コラムcolumn
任意後見開始後に遺言作成は可能か
こんにちは、勝司法書士法人です。
今回は、
「任意後見契約が開始していても、遺言作成できるの?」
このようなご質問を受けましたので、そちらについて解説します。
結論として、「可能だけど無効になる可能性が高い」が答えになります。
それでは、詳しくご説明します。
1.任意後見開始後に遺言作成は可能
任意後見監督人がつき任意後見契約が開始した後でも自筆で遺言は作成できます。
なぜなら任意後見には行為制限がないからです。
通常、判断能力が低下し後見人が必要になったときに、それまでに任意後見契約していなければ
法定後見制度の活用が必要になります。
法定後見制度を活用し成年被後見人になると判断能力の低下により自分で財産の管理が
できない状態であるため法に定められた一定の行為制限がかかります。
任意後見制度では、このような制限がかからないからです。
2.無効になる可能性
任意後見人による後見開始後でも遺言作成は可能ですが、その遺言が遺言執行時に
無効になる可能性があります。
任意後見契約の開始は裁判所に任意後見監督人選任を申立てて選任されてからです。
しかし、先程説明したように任意後見には行為制限がありません。
そのため任意後見開始後でも判断能力がしっかりしている場合、遺言作成は可能です。
しかしながら判断能力が低下している状態だと本人の正常な意思のもとで作られたとはいえません。

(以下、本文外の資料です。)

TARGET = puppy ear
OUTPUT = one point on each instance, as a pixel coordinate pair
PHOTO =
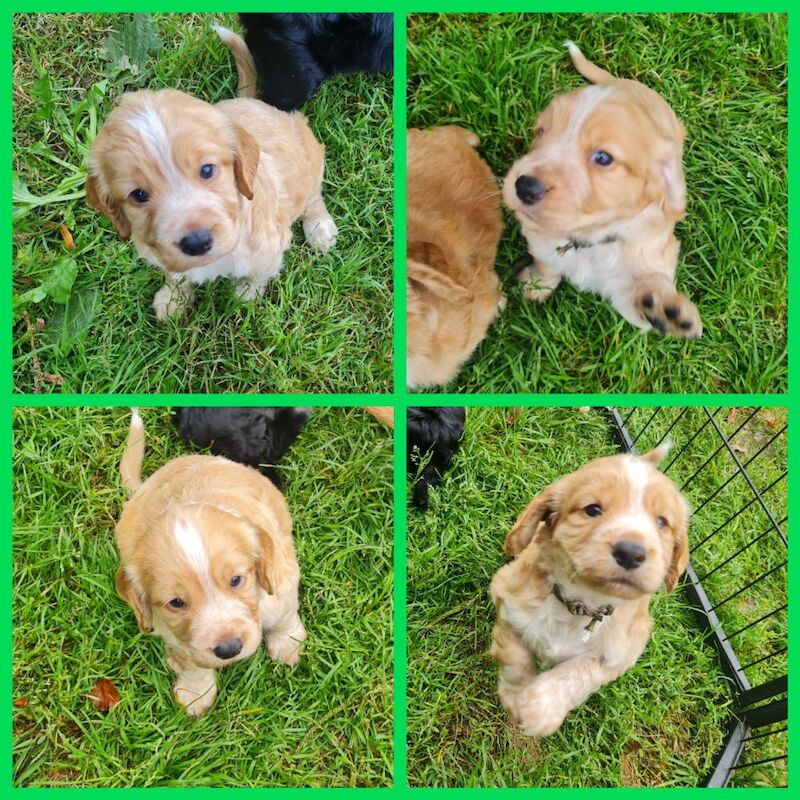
(136, 599)
(537, 511)
(99, 198)
(680, 558)
(245, 161)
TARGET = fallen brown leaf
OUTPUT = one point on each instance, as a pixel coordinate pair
(104, 696)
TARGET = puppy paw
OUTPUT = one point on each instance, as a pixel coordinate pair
(171, 301)
(669, 312)
(196, 695)
(538, 710)
(536, 287)
(287, 647)
(320, 233)
(245, 290)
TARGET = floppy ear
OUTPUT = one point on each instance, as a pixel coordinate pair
(136, 599)
(245, 161)
(680, 558)
(537, 511)
(99, 198)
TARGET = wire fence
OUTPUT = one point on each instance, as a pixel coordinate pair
(731, 463)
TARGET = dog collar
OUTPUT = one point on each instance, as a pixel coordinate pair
(583, 244)
(579, 608)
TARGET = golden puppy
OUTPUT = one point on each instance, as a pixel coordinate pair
(207, 563)
(453, 227)
(572, 606)
(598, 197)
(208, 190)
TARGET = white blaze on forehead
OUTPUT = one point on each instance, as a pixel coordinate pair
(151, 129)
(191, 543)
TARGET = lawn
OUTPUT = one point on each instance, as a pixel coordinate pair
(661, 723)
(83, 320)
(726, 78)
(325, 723)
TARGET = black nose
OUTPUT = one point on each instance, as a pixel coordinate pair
(629, 555)
(228, 649)
(529, 189)
(197, 243)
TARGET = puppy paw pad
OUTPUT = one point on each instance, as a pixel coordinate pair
(320, 234)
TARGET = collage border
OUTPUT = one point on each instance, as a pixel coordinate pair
(400, 398)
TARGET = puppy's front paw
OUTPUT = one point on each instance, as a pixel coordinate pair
(320, 233)
(195, 695)
(539, 709)
(669, 311)
(536, 287)
(286, 647)
(171, 300)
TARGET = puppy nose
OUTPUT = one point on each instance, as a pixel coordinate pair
(196, 243)
(629, 555)
(228, 649)
(529, 189)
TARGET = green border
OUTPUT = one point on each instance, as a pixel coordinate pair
(400, 398)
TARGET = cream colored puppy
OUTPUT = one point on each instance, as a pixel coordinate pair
(598, 197)
(207, 563)
(572, 607)
(452, 231)
(209, 190)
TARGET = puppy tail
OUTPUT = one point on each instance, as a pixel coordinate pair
(130, 466)
(245, 66)
(585, 67)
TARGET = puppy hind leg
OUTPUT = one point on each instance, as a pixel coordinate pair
(318, 226)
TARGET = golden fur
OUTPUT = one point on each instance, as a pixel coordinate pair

そのため遺言を作成した時点で意思能力がなかったと判断された場合その遺言は無効になるのです。
3.確実に遺言を残す方法
確実に遺言を残す方法として公正証書遺言での作成があります。
公正証書遺言とは公証役場で公証人と2人以上の証人、遺言者で作成する遺言書です。
公正証書遺言で作成する場合、自筆証書遺言のように自分で作成して保管するわけでなく
公証役場が原本保管するため遺言書を紛失する恐れもありません。
また原本が手元にないため相続人や第三者による隠ぺいや改ざんをされる恐れもなく
確実に遺言を残せます。
4.法定後見制度では遺言を残せないのか
それでは任意後見契約しておらず法定後見制度を活用している状態についても解説します。
法定後見における成年被後見人でも一定の要件を満たせば遺言を残せます。
成年被後見人が遺言を残すためには次の要件を満たす必要があります。
- 一時的に判断能力が回復している
- 医師2名以上の立会
- 立ち会った医師による遺言書への判断能力の確認内容の付記、署名および押印
成年被後見人は判断能力が低下したため法定後見人がついている状況です。
判断能力が無い状態ですので一般的には遺言を残すのは難しいといえます。
なお法定後見人が被後見人を代理しての遺言作成はできません。
任意後見や遺言でのご相談は勝司法書士法人まで
任意後見開始後の遺言作成についてのご質問に回答いたしました。
任意後見開始後でも遺言は残せます。
ですが状況によっては遺言執行時に無効になる可能性もあります。
無効にならない遺言を残すためには公正証書遺言の活用がおすすめです。